This is part 2 of a two-part series of posts on text-to-image models. In part 1, I examined the language processing abilities of these models, concluding that there is very little of it happening, if any. The models seem to engage in a shallow parsing strategy, picking out prominent lexical items and defaulting to their most common interpretation in the training data.1

As I alluded to in part 1, many ethical considerations came up during the exploration process. I don’t mean the question of how the training data was obtained — an important current debate on the ethics and legality of using unpaid work by artists without their consent (I think it’s obviously not ethical). I mean that the generated images themselves raise all kinds of questions.

Lexical / name bias

As was clear to see in part 1 of this post, the model was very strongly influenced by lexical items, most clearly in the domain of names.
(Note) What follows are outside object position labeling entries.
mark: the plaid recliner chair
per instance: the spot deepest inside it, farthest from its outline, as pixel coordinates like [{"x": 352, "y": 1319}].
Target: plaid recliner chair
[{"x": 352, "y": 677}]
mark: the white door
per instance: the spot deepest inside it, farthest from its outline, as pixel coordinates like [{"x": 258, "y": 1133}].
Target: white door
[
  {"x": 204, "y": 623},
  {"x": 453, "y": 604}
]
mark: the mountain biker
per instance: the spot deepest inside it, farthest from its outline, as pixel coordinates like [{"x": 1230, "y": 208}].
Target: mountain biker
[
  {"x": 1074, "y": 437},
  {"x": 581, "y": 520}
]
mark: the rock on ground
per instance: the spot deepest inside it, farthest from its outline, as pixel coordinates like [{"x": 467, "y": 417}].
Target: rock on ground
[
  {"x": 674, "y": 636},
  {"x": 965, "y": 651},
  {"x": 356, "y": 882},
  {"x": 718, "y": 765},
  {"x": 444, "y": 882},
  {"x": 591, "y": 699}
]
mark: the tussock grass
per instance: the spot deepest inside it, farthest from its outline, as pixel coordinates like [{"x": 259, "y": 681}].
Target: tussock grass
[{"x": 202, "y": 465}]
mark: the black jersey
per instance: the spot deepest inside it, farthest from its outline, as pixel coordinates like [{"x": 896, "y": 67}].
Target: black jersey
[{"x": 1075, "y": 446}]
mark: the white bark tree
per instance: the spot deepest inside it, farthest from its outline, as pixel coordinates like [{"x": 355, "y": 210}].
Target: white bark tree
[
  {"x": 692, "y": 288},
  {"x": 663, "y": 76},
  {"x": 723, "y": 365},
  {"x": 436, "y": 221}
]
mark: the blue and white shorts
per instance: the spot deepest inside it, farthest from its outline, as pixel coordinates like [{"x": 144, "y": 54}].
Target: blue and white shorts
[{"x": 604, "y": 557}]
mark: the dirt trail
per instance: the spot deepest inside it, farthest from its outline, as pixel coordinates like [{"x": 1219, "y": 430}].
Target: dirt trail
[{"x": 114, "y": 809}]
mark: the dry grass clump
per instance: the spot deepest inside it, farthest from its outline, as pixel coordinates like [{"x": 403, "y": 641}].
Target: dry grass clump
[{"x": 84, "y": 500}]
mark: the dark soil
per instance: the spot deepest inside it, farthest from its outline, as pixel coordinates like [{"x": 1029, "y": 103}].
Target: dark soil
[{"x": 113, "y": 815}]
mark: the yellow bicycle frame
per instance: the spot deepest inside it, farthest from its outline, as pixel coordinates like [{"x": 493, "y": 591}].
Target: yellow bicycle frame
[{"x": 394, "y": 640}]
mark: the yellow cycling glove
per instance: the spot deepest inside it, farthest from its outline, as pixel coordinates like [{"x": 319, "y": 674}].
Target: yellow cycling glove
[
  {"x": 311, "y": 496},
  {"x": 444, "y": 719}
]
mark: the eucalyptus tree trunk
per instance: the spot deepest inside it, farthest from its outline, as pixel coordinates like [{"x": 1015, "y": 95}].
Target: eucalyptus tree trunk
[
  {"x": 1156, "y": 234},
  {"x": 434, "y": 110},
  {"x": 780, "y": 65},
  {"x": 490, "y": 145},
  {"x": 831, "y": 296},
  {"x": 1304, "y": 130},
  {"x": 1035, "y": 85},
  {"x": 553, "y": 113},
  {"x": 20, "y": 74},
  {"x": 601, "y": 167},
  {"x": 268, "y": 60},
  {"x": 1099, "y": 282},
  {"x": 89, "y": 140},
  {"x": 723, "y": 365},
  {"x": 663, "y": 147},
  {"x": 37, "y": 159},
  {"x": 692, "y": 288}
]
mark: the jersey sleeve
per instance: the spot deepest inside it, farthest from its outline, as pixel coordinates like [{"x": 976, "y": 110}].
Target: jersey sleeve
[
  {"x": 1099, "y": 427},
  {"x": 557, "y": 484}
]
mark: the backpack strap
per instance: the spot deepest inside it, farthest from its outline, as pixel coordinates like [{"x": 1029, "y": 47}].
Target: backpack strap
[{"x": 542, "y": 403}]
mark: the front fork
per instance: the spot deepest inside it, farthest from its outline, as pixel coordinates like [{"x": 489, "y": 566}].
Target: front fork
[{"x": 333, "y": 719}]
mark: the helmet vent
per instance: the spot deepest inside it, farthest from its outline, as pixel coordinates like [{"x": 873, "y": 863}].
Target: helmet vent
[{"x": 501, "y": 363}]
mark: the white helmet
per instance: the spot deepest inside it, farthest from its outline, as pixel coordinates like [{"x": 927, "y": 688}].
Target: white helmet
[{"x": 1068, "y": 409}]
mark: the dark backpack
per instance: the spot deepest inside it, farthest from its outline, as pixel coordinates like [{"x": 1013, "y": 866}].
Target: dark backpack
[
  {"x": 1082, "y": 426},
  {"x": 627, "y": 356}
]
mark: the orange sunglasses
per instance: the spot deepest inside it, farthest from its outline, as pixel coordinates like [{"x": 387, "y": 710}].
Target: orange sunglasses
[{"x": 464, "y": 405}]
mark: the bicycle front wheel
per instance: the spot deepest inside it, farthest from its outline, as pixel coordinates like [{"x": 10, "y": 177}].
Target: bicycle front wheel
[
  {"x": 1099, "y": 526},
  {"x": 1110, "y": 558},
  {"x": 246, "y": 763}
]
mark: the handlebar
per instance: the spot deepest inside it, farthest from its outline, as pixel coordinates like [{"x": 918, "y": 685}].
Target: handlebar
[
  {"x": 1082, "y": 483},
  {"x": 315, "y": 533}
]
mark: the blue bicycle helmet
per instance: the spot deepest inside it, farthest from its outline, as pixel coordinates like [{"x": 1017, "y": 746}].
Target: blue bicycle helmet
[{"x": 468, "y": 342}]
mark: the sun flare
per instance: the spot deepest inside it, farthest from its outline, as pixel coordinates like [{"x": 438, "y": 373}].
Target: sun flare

You should really go check out that other post but here are just a few examples to illustrate the effect again: (all images in today’s post come from Stable Diffusion)

Mario went to the store and Thomas went to the store:2


Gender bias and stereotypes

In previous work, I studied how Large Language Models exhibit gender bias. Here is an early blog post on gender bias in LLMs, and the eventual full paper3. The experiment described in the paper uses 15 sentence paradigms, each involving two occupation-denoting nouns—one which is judged by people as stereotypically male and one that is judged as stereotypically female, as in the following example:

  1. The doctor phoned the nurse because she was late for the morning shift.
  2. The nurse phoned the doctor because she was late for the morning shift.
  3. The doctor phoned the nurse because he was late for the morning shift.
  4. The nurse phoned the doctor because he was late for the morning shift.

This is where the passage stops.